There’s still a chance that the rules governing sovereign nations in lawsuits might lead to a dismissal. But Judge George B. Daniels of the Southern District of New York in Manhattan appears to be siding with the families on crucial pieces of evidence that suggest far more involvement by the Saudis in the attack than was previously known.
“This is a historic win for the families,” said Brett Eagleson, a spokesperson for the families. Eagleson’s father was killed in the World Trade Center. “The Kingdom of Saudi Arabia is going to be held accountable.”
It was previously suspected that anti-American elements in the Saudi royal family, military, and diplomatic corps aided Osama bin Laden in planning and executing the attack. Indeed, the Saudi royals were, at that time, highly factionalized, and President George Bush didn’t want to empower the pro-terrorist faction to gain more power, complicating U.S.-Saudi relations.
The findings from a tranche of documents and videos show extensive involvement by some highly positioned royals, which contradicts the official version by the 9/11 Commission as well as the Bush administration.
The litigation in New York focused on the roles of two lower-level Saudi officials living in the United States. One, Omar al-Bayoumi, was a middle-aged graduate student in San Diego who had long worked for the Saudi civil aviation agency. The other, Fahad al-Thumairy, was a religious official serving in Los Angeles as an imam at a new Saudi-funded mosque and as a diplomat at the Saudi Consulate.
The FBI quickly determined that Bayoumi met the first two hijackers near the mosque soon after they flew into Los Angeles in January 2000 and that he helped them rent an apartment in San Diego, open a bank account and buy a car.
Bayoumi also introduced the two jihadists — who knew no one in the United States, spoke virtually no English and had no experience of living in the West — to a group of Muslim men who provided them with crucial support over the months that they lived in the city.
At the time, George W. Bush was trying to build an anti-terrorist coalition to deal with al Qaeda, and his administration believed the Saudis were the linchpin to gaining the support of key Arab states. Not offending them apparently took precedence over seeking the truth about 9/11.

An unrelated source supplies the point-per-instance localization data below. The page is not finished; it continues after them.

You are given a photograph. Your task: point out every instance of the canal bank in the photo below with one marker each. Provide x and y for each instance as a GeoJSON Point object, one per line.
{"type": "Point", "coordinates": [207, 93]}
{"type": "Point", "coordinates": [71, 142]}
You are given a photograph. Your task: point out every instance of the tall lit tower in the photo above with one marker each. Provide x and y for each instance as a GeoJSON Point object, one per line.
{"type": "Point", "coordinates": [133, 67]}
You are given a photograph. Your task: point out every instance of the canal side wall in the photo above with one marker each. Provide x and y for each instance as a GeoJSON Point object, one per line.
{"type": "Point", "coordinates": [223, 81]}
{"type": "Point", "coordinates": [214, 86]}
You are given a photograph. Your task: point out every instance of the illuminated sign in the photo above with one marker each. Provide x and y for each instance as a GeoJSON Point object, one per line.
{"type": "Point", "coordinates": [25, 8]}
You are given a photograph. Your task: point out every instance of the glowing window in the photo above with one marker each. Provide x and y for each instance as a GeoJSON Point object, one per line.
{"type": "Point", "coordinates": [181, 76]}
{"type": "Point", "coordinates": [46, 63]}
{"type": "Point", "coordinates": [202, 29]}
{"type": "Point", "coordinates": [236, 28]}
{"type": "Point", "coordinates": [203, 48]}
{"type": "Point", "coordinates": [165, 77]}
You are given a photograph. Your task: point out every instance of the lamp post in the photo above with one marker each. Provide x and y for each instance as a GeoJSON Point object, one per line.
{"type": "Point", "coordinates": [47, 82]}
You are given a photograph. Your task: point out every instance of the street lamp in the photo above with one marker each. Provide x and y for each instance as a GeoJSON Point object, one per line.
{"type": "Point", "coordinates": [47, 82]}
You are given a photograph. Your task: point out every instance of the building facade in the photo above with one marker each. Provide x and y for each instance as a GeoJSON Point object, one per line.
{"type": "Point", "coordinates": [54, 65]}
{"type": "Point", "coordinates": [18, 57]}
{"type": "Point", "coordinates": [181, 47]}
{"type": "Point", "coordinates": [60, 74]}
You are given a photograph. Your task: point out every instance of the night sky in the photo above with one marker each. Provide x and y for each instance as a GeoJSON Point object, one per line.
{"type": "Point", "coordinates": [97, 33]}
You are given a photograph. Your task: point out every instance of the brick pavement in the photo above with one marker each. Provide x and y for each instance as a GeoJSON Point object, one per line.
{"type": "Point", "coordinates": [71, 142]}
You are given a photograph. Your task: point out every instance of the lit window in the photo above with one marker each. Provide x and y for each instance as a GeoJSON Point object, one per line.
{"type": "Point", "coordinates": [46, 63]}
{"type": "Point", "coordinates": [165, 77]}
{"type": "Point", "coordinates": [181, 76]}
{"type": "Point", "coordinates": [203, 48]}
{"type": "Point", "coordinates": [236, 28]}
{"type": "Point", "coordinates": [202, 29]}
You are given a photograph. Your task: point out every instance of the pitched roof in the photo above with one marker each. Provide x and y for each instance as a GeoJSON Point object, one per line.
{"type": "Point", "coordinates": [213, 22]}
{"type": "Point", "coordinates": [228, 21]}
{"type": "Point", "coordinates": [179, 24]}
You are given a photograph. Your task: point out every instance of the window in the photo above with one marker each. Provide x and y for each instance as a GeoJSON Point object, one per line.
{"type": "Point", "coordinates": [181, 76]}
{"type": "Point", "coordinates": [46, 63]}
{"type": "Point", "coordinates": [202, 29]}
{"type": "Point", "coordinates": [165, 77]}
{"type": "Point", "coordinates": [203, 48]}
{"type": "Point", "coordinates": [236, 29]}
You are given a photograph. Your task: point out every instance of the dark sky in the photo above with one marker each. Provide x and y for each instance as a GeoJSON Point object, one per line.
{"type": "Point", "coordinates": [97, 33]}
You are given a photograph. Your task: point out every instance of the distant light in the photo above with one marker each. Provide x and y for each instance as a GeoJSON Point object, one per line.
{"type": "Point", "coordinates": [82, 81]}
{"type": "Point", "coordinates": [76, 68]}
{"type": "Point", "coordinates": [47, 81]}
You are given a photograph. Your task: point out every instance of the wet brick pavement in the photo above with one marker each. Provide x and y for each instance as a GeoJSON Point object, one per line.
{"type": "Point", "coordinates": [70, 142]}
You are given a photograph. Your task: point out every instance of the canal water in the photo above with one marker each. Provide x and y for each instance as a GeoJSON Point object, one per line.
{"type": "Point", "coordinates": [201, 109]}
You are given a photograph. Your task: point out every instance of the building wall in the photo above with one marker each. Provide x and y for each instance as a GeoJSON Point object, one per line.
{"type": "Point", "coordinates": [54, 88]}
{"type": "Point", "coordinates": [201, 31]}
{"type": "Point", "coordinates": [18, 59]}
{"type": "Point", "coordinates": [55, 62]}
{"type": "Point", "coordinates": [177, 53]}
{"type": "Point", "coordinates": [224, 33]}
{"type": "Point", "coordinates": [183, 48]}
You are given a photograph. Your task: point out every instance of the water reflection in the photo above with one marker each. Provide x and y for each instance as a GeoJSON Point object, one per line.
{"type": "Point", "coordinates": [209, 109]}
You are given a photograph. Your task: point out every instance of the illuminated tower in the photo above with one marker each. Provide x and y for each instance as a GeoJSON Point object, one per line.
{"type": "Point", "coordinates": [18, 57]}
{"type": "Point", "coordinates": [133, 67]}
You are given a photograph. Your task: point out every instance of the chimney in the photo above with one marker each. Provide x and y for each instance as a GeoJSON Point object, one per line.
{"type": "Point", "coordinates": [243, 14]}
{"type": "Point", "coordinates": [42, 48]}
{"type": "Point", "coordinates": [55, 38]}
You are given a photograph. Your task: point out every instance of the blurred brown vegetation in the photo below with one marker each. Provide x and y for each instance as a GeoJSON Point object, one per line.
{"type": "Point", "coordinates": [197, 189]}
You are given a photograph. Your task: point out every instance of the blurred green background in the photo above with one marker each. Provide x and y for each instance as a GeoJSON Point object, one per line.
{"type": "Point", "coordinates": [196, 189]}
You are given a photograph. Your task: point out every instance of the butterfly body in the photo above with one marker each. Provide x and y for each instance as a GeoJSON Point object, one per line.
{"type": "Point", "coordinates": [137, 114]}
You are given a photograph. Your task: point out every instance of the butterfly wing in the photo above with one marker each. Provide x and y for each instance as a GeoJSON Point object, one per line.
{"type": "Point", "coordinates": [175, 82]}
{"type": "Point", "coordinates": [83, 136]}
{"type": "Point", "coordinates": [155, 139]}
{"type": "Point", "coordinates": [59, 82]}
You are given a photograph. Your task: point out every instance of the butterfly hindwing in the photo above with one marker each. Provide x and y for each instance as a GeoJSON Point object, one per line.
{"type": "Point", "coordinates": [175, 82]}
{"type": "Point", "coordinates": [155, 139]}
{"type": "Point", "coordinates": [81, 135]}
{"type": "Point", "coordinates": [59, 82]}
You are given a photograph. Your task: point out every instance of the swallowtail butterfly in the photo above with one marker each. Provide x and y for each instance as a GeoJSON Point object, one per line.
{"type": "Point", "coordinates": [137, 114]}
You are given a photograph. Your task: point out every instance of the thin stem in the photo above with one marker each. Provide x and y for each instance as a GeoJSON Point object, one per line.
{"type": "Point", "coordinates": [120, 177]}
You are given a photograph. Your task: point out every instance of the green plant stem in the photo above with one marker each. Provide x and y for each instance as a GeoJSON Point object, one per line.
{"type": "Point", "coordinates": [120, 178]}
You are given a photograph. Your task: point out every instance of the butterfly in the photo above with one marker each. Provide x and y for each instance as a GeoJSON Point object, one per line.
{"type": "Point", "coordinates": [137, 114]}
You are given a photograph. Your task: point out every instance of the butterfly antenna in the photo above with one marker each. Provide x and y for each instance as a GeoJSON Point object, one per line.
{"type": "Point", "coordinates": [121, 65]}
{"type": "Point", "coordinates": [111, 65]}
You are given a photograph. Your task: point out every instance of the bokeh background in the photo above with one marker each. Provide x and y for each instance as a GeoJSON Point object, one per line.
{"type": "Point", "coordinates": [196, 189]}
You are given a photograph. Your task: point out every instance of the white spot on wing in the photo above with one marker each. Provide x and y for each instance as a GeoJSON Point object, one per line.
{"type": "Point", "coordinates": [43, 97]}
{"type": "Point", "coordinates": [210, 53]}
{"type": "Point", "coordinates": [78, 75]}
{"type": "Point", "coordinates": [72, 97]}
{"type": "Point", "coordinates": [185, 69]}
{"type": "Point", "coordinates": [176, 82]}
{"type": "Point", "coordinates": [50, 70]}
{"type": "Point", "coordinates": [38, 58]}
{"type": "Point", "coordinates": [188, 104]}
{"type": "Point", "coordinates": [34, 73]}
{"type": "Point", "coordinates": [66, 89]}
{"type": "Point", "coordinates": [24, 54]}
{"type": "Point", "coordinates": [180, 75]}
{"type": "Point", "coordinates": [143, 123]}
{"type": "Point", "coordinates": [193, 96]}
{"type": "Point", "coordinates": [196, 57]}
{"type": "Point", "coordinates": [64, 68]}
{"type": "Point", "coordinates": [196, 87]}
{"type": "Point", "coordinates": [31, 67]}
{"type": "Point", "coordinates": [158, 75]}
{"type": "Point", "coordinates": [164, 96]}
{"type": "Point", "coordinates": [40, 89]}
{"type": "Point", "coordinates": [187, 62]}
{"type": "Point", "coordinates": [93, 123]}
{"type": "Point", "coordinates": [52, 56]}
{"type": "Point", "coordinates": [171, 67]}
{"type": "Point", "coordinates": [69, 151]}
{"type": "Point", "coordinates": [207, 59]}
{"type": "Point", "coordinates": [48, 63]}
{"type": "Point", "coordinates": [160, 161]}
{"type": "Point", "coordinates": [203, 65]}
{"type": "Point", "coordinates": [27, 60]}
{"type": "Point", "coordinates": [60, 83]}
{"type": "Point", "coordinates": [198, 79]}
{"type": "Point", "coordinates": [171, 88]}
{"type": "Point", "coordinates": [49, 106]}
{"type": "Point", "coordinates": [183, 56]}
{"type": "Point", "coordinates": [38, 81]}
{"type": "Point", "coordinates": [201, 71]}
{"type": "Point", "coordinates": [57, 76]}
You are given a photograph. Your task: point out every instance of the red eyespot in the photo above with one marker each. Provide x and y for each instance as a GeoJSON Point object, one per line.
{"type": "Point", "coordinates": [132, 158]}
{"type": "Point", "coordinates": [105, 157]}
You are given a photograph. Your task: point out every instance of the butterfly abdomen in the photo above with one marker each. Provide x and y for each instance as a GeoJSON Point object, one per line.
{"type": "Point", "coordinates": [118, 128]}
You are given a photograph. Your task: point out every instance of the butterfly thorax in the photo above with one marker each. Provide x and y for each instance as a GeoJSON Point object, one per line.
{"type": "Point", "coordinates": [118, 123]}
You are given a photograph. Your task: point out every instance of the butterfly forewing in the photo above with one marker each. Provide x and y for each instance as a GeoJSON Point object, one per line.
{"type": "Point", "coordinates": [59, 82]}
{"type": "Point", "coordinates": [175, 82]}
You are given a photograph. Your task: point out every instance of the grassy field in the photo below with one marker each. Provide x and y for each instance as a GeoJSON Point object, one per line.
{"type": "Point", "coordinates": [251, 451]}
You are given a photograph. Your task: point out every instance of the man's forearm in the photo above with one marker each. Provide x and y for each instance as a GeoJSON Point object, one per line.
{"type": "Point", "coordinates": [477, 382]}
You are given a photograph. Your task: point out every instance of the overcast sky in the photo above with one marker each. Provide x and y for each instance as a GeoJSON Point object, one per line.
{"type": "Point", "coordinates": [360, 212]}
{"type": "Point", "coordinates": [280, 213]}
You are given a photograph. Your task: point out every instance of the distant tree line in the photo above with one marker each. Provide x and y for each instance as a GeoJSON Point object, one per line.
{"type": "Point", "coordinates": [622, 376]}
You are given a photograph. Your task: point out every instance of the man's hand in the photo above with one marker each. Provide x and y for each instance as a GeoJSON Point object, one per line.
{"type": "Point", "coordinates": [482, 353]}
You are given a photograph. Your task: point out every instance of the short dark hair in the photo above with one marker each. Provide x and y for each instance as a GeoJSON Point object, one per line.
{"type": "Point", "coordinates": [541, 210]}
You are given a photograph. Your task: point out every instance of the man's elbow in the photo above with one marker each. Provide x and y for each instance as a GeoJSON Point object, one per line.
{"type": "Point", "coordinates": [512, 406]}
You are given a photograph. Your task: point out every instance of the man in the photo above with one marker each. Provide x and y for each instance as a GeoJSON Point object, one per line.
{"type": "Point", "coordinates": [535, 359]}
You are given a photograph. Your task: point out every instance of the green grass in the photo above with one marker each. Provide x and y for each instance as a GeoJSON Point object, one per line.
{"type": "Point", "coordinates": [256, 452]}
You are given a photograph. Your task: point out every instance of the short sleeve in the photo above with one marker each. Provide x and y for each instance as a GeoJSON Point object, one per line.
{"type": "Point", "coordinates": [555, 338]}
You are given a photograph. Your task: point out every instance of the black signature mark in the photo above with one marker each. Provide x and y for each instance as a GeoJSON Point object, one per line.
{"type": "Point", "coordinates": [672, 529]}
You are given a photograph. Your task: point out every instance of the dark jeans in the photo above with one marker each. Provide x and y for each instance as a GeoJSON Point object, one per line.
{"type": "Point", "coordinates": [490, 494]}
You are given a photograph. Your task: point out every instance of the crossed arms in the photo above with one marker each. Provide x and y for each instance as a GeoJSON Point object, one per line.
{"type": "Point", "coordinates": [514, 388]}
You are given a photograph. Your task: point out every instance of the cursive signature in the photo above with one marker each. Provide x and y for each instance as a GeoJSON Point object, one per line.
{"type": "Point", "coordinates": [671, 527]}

The evidence that the plaintiffs’ lawyers obtained from the British government has proved to be even more telling.
It included videotapes in which Bayoumi was filmed touring Washington before the 9/11 attacks with two visiting Saudi religious officials who had extensive ties to militants. In one of the tapes, he filmed the U.S. Capitol, describing its layout and security to an unidentified audience. Lawyers for the plaintiffs suggested that Bayoumi and his companions were “casing” the target for Qaida plotters; the Saudi government insisted in court that it was a tourist video.
While Judge Daniels acknowledged that both sides saw different interpretations of the same evidence, he agreed with the families about several key exhibits, “including a diagram of an airplane found in one of Bayoumi’s notebooks,” according to ProPublica.
Citing aviation experts, the plaintiffs’ lawyers said the drawing and the calculations beside it showed how a plane might hit an object on the ground. The Saudis’ lawyers suggested that Bayoumi had drawn it while helping his son with homework.
The key to the case will be whether the attorneys for the families can convince a jury that Bayoumi, one of the most well-connected Saudis in the U.S., was more of an intelligence asset than a “fixer” who used his connections with the royal family to help Americans do business in the Kingdom.
There is a chance that the Saudis don’t want this incident to be aired in an American courtroom and will settle with the families.